6) Maintains good connections with the entities, associations and public institutions of the territory, with which it prepares the map of health assets, an essential tool for the social prescription. It deploys a portfolio of community health promotion programs based on evidence and effectiveness. It creates a network with community pharmacies, which become allies in its strategies.

7) Incorporates mental health services, attention to sexual and reproductive health, physical therapy, dentistry, podiatry and nutritionist within the dynamics of the primary care team.

8) Develops right care working groups to promote value practices.

9) Offers a broad portfolio of diagnostic and therapeutic services and deploys telemedicine connections with the most common specialities.

10) Constitutes the backbone of the value chains of the most frequent clinical processes.
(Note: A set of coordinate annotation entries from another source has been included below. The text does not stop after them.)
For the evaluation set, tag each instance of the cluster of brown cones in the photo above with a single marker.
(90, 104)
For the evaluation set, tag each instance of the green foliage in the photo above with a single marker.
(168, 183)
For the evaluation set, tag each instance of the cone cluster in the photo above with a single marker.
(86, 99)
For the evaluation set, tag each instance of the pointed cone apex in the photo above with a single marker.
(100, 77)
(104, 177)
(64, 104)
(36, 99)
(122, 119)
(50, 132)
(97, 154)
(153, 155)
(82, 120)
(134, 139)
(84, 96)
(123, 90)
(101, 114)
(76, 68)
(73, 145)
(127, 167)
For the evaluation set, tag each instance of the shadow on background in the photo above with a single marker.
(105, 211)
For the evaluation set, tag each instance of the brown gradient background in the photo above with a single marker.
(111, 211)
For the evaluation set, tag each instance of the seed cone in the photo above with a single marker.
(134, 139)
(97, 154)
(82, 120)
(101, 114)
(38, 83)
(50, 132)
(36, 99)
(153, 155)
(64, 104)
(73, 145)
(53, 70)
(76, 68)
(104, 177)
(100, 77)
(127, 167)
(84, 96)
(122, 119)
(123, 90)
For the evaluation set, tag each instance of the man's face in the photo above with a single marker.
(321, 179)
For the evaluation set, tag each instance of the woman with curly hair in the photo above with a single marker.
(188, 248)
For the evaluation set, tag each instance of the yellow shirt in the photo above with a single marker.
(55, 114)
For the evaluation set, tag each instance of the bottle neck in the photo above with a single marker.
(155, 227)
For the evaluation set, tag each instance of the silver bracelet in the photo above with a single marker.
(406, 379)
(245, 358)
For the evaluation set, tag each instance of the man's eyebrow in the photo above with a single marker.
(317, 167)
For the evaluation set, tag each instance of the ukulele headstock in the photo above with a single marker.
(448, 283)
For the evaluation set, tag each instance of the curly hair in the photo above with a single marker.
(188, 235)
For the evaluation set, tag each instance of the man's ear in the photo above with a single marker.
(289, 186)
It receives, periodically, the visit of the hospital specialists, with whom clinical sessions and training actions are held, as well as a space for patient consultations.
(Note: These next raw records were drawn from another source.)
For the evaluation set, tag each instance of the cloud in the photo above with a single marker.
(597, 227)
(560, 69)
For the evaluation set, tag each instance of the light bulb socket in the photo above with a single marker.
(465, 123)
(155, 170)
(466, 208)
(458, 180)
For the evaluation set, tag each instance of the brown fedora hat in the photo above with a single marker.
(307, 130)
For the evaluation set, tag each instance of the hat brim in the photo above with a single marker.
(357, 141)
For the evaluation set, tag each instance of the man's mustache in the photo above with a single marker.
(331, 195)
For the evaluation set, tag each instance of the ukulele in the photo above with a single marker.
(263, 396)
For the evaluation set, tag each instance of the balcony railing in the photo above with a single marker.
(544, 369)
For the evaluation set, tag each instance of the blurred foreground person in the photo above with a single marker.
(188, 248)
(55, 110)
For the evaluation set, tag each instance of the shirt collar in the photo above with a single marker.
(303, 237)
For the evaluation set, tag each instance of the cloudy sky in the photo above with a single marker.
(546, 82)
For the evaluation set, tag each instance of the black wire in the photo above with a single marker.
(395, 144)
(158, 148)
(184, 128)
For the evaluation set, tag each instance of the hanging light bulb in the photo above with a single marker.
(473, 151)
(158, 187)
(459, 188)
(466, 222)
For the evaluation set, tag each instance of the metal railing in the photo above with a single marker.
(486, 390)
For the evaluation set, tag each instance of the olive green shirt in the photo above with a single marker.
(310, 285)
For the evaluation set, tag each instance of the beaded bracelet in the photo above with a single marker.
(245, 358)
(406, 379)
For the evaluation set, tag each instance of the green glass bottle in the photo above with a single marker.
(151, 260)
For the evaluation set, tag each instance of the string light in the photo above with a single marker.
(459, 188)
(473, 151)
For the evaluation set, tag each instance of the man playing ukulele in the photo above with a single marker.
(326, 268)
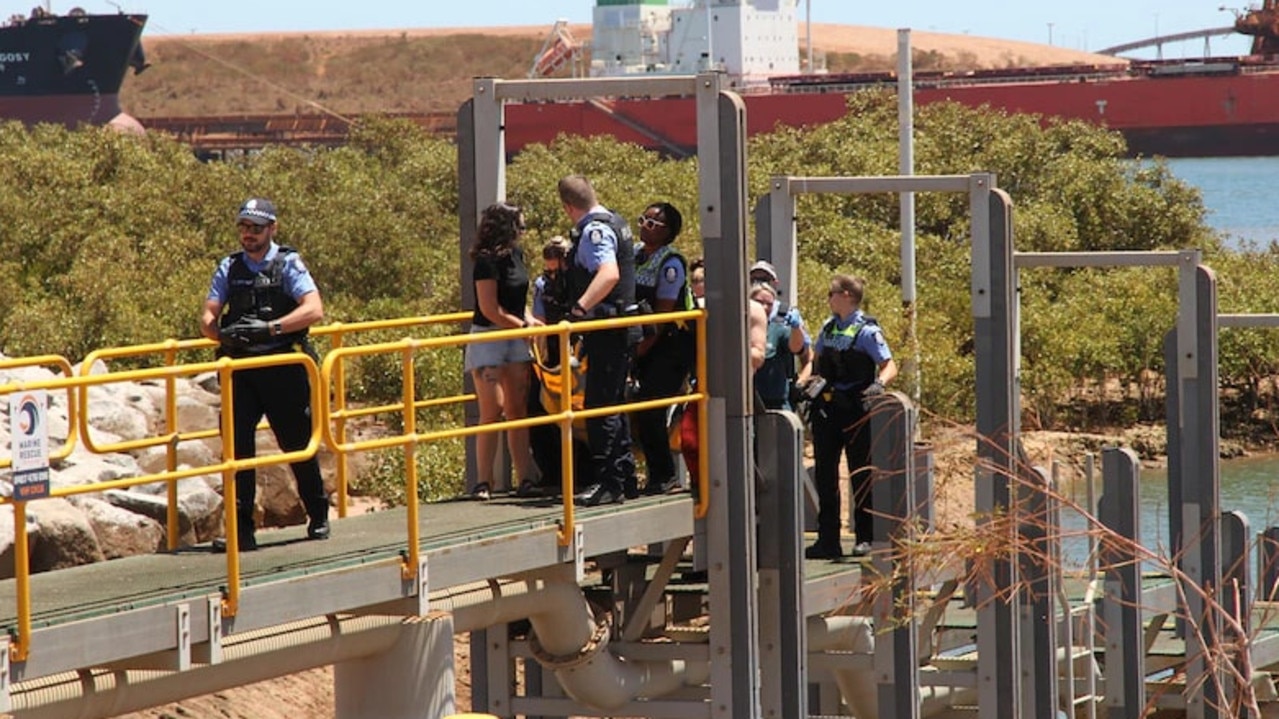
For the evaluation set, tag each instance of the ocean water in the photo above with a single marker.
(1238, 193)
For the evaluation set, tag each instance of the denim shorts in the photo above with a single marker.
(495, 353)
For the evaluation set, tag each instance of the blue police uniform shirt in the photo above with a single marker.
(599, 243)
(539, 303)
(294, 278)
(670, 275)
(773, 315)
(869, 342)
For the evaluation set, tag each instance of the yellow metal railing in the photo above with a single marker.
(411, 436)
(228, 466)
(338, 334)
(328, 394)
(172, 436)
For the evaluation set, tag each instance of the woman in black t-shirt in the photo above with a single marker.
(500, 369)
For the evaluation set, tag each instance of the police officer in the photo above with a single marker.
(665, 353)
(788, 357)
(270, 301)
(601, 275)
(855, 363)
(551, 301)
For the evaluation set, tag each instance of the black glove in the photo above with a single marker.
(246, 331)
(870, 393)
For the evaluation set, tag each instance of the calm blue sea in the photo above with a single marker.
(1247, 485)
(1238, 193)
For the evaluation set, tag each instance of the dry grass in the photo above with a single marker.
(430, 71)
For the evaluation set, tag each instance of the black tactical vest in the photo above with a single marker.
(261, 296)
(623, 294)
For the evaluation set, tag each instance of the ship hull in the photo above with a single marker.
(68, 69)
(1232, 111)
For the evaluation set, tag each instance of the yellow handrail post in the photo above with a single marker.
(704, 456)
(567, 465)
(230, 601)
(22, 578)
(409, 569)
(339, 394)
(170, 425)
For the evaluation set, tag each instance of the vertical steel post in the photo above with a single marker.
(1200, 503)
(1036, 613)
(1119, 512)
(783, 640)
(994, 311)
(893, 502)
(732, 520)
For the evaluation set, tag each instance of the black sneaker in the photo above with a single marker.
(821, 550)
(661, 488)
(319, 529)
(596, 495)
(246, 544)
(528, 490)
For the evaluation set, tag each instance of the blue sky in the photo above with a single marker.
(1081, 24)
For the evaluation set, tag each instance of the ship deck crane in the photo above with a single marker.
(559, 49)
(1263, 24)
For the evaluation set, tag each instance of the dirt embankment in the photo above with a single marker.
(431, 71)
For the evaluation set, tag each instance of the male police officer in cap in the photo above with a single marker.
(270, 302)
(601, 275)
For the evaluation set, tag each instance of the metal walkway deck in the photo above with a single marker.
(113, 612)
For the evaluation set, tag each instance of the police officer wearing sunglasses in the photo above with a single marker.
(853, 365)
(270, 301)
(665, 355)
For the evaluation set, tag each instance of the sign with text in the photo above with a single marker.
(28, 430)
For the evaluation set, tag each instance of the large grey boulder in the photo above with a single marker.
(120, 532)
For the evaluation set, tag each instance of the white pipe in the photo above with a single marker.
(858, 686)
(568, 640)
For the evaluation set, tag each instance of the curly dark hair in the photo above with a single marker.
(499, 232)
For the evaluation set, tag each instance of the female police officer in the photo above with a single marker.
(855, 363)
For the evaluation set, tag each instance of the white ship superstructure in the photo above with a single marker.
(748, 40)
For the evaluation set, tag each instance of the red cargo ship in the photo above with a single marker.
(1206, 108)
(68, 68)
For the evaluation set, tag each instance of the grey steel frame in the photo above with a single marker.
(728, 535)
(994, 308)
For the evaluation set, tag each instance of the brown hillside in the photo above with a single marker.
(427, 71)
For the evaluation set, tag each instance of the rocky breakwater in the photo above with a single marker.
(95, 526)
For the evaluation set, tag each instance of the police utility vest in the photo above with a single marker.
(623, 294)
(260, 296)
(840, 362)
(649, 276)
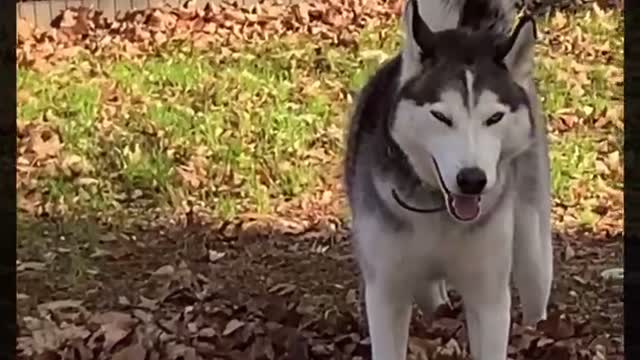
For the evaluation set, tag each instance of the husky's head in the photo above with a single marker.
(462, 109)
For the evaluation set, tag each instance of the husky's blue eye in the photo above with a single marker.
(494, 119)
(441, 117)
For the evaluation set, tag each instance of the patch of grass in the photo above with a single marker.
(249, 130)
(573, 162)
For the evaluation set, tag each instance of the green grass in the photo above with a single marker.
(247, 126)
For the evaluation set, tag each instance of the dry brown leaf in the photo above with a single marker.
(131, 352)
(232, 326)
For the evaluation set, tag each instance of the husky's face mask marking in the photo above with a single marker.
(464, 111)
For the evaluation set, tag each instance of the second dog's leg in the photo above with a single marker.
(388, 313)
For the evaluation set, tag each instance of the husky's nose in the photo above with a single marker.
(471, 180)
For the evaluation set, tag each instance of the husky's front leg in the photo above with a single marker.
(532, 264)
(388, 307)
(488, 322)
(483, 283)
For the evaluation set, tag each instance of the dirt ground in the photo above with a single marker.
(172, 290)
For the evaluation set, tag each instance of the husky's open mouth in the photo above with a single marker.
(461, 207)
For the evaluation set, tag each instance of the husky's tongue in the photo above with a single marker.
(465, 207)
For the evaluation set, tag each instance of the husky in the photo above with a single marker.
(447, 176)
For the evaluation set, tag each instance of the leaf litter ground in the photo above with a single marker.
(140, 124)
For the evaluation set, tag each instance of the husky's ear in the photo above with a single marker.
(418, 32)
(517, 52)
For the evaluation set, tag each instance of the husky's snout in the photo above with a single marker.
(471, 180)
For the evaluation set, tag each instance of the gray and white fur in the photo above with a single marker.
(453, 122)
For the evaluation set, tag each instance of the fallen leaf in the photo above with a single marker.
(232, 326)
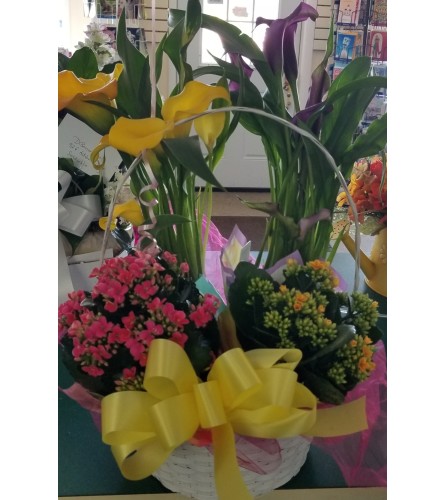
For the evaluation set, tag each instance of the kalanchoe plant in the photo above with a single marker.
(335, 331)
(104, 335)
(301, 181)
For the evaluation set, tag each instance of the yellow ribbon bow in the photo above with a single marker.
(253, 393)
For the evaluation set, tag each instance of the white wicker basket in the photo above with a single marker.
(189, 469)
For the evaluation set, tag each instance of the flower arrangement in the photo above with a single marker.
(368, 189)
(126, 107)
(299, 306)
(303, 184)
(105, 334)
(123, 104)
(100, 40)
11) Offers first-hand information when a patient is admitted to the hospital, which allows them to contribute to the clinical decisions that are made during hospitalization, in addition to properly coordinating the discharge.

12) Creates a participatory and team climate strategy. It manages the talent of its professionals, prevents burnout, fosters positive leadership and, in terms of governance, tries to involve professionals as much as possible in fundamental decisions.

13) In the rural world, with isolated peripheral clinics, the primary care team elaborates a plan to gradually change the criterion of the presence of professionals, for that of proactive scheduling of visits, with an efficient telephone line for unscheduled demands.

14) In the event of reforms, the primary care team generates co-creation processes with professionals and patients and takes into account the new needs of individualized reception, offices with shared screens, multidisciplinary teamwork, telemedicine, remote care and community work.

Given that primary care seems disoriented we ought to observe what the most daring are doing at home, and the emerging picture is quite suggestive, isn't it?